Es handele sich auch um eine planwidrige Lücke, da der Gesetzgeber es schlicht übersehen habe, diesen Fall zu regeln. Die
Gesetzesmaterialien ließen nicht erkennen, dass er den Leistungsempfänger bei Anspruchsübergang bewusst habe schlechter stellen
wollen. Aus Sicht des betroffenen Leistungsempfängers hänge es nur vom Zufall ab, ob der Schuldner an ihn zu leisten habe,
was zu einer Bereinigung des Einkommens führe, oder ob der Anspruch auf den Leistungsträger übergegangen sei. Die Interessenlage
in beiden Sachverhalten sei gleich und kein sachlicher Grund für die unterschiedliche Behandlung ersichtlich.

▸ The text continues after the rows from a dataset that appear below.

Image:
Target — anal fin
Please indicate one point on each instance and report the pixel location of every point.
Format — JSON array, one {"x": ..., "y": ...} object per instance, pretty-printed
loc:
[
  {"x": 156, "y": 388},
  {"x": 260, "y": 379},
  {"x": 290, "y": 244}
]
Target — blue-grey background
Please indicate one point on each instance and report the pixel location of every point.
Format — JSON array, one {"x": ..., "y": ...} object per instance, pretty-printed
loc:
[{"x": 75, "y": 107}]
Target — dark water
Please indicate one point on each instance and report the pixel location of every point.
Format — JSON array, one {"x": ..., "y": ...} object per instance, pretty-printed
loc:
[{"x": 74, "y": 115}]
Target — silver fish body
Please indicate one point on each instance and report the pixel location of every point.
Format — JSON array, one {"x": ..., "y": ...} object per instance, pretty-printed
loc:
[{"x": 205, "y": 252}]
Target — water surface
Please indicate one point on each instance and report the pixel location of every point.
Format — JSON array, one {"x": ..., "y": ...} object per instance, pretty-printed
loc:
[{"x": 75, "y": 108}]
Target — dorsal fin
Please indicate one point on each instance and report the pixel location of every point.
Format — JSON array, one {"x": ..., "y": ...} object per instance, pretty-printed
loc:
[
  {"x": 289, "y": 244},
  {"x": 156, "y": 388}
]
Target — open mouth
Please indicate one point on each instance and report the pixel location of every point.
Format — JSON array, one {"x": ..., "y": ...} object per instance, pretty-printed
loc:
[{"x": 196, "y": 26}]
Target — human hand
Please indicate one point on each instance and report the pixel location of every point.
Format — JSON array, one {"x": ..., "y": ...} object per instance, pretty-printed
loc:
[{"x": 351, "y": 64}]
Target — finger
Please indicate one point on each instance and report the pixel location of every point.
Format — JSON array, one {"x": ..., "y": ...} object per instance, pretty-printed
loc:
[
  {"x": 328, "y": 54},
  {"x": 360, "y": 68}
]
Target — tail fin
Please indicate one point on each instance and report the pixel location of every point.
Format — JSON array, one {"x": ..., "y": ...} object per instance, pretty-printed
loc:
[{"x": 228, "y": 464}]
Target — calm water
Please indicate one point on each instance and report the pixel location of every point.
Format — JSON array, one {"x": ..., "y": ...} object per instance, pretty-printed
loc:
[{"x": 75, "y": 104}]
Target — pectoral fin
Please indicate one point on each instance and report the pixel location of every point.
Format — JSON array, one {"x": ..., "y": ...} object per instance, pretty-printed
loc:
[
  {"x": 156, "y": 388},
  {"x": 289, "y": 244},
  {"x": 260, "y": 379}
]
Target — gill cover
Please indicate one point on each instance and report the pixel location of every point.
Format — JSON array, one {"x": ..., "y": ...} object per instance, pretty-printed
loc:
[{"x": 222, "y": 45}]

Gegen das ihm am 23.02.2010 zugestellte Urteil hat der Beklagte am 16.03.2010 Berufung eingelegt. Die Vorschrift des § 11
SGB II i.V.m. § 3 Nr. 1 der Alg II-VO a.F. sei nicht anwendbar, da die Klägerin mit dem Forderungsübergang kein Einkommen
mehr erzielt habe. Die Versicherungspauschale könne nicht über eine analoge Anwendung der Alg II-VO angerechnet werden, sie
könne allenfalls bei der Berechnung des Forderungsübergangs berücksichtigt werden. Es ergebe sich dann ggf. ein weiterer Unterhaltsanspruch
der Klägerin oder ein Anspruch des Unterhaltsverpflichteten gegen den Beklagten in Höhe von 30,00 Euro monatlich. Im Übrigen
hänge es nicht vom Zufall ab, ob der Anspruch übergehe. Vielmehr habe es der Klägerin freigestanden, die rechtzeitige Erfüllung
der Verpflichtungen bei ihrem geschiedenen Ehemann anzumahnen und ggf. auf zivilrechtlichem Weg durchzusetzen.
Der Beklagte beantragt,
das Urteil des Sozialgerichts Düsseldorf vom 09.02.2010 zu ändern und die Klage abzuweisen.
Die Klägerin beantragt,
die Berufung zurückzuweisen.
Sie hält das angefochtene Urteil für zutreffend.
Wegen der Einzelheiten des Sachverhalts wird auf den Inhalt der Gerichtsakte und der vom Beklagten beigezogenen Verwaltungsakte
verwiesen; dieser ist Gegenstand der mündlichen Verhandlung gewesen.
Entscheidungsgründe:
Die zulässige Berufung des Beklagten ist begründet.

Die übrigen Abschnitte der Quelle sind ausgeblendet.